Her words echoed as a stream of memories played out behind his eyes.

_The look on her face when it was obvious she couldn't stay home with Clair, that she would have to keep working._

_The way she shoved at him to stay on his side of the bed. He ran hot, she said, and she needed space from him to breathe. He had laughed about it, even teased her, but now what had seemed perfectly natural felt more like pulling away._

_The whispered conversations with her mother that stopped when he came into a room._

_The assumption that he would go to parents' night at the school. She had to work and he could slip away. The look on her face could have been as much accusation as disappointment, couldn't it?_

Little things, from further back than he wanted to contemplate.

_Sitting at the table with Clair, telling her that she could mix yellow and blue to make green, and Amelia blowing out a breath behind him._

_“She's four, James. You'll confuse her,” she said, rolling her eyes as she bent over their daughter's coloring book, taking the yellow crayon out of Claire's hand, “Just try to stay inside the lines, sweetie.”_

_“Dad says the lines are a ses-chun.”_

_“Suggestion,” James repeated, fighting a grin._

_Amelia wasn't smiling. “Well, your daddy's just being silly. Use the blue for Belle's dress. There.”_

_“She wanted to make it green,” he said, irritated but unable to put into words a reason why._

_“Belle's dress is blue,” Amelia said._

 

When James said Castiel spoke to him, Amelia said, “Jimmy, you sell ad time for a.m. radio.”

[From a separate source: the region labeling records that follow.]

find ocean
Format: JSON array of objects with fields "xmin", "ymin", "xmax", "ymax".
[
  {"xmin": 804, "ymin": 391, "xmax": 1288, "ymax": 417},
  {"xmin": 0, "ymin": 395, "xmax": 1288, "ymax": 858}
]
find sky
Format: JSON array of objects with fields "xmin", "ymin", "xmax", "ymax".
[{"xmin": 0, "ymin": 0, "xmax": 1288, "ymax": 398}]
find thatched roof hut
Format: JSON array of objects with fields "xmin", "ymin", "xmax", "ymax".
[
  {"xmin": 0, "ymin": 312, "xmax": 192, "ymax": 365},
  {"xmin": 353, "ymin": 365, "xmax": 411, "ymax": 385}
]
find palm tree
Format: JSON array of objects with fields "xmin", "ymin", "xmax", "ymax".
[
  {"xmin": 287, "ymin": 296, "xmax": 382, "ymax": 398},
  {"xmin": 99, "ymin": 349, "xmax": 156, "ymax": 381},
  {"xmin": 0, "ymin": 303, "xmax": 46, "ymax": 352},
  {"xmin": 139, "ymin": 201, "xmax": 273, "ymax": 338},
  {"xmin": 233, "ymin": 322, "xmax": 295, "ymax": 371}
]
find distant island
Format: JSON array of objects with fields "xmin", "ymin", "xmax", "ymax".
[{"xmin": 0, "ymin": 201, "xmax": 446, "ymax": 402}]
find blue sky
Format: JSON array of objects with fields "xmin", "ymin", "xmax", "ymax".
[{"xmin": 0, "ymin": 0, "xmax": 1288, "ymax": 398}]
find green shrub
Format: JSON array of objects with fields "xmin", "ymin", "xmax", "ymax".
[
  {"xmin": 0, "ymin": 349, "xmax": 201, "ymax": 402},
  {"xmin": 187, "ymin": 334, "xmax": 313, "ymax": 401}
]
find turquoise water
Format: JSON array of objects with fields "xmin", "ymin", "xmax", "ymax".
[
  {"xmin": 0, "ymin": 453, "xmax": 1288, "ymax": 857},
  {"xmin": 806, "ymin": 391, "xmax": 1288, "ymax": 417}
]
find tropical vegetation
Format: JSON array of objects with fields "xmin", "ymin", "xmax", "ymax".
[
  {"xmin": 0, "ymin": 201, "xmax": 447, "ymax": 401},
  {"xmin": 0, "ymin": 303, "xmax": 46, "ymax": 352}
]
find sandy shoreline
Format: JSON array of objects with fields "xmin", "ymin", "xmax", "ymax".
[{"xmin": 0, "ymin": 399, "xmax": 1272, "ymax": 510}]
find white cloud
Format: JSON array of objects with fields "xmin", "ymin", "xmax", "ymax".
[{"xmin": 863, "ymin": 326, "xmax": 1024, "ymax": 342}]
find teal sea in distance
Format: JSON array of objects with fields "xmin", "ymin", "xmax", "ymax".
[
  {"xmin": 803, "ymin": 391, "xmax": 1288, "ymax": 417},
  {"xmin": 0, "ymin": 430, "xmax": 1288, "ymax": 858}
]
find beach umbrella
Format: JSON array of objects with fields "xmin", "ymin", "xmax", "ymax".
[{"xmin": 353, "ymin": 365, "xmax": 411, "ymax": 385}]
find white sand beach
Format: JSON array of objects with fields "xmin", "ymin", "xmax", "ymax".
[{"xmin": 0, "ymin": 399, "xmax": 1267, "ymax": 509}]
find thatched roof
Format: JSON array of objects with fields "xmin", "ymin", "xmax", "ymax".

Amelia had watched him submerge his arm in boiling water and bring it back out unscathed, and yet she still didn't believe. Their faith was a thing that they had always shared, the basis of their marriage and their family life together, but now she was incapable of treating something like Castiel as real.

When he said to have faith, she said, “I'm taking Clair and going to my mother's.”

Amelia could say she believed in God, and in Angels, but she couldn't say she believed in James.

If it were not for the fact of Castiel and what his existence meant, James may have never noticed the wound that was festering just underneath the surface of their marriage. All those things that now seemed tainted may have remained unnoticed, may in fact have been proven false had they spoken about them.

It could have only been a moment of insecurity.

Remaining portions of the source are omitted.